A single study found that if a society believes that intoxication leads to sexual behavior, rowdy behavior, or aggression, then people tend to act that way when intoxicated. But if a society believes that intoxication leads to relaxation and tranquil behavior, then it usually leads to those outcomes. Alcohol expectations vary within a society, so these outcomes are not certain.[32]

People tend to conform to social expectations, and some societies expect that drinking alcohol will cause disinhibition. However, in societies in which the people do not expect that alcohol will disinhibit, intoxication seldom leads to disinhibition and bad behavior.[31]
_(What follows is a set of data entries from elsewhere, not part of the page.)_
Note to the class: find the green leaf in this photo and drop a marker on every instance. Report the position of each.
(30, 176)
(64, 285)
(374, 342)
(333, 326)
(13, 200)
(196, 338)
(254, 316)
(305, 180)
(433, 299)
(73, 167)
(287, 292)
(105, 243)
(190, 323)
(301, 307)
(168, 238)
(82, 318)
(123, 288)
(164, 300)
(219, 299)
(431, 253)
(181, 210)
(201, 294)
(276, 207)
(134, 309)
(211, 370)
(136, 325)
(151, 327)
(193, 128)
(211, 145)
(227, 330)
Alcohol expectations can operate in the absence of actual consumption of alcohol. Research in the United States over a period of decades has shown that men tend to become more sexually aroused when they think they have been drinking alcohol, — even when they have not been drinking it. Women report feeling more sexually aroused when they falsely believe the beverages they have been drinking contained alcohol (although one measure of their physiological arousal shows that they became less aroused).

Drug treatment programs

Most addiction treatment programs encourage people with drinking problems to see themselves as having a chronic, relapsing disease that requires a lifetime of attendance at 12-step meetings to keep in check. However, some people do not develop lifelong problems.[33]

Alcohol abuse

Addiction experts in psychiatry, chemistry, pharmacology, forensic science, epidemiology, and the police and legal services engaged in delphic analysis regarding 20 popular recreational drugs. Alcohol was ranked 6th in dependence, 11th in physical harm, and 2nd in social harm.[34]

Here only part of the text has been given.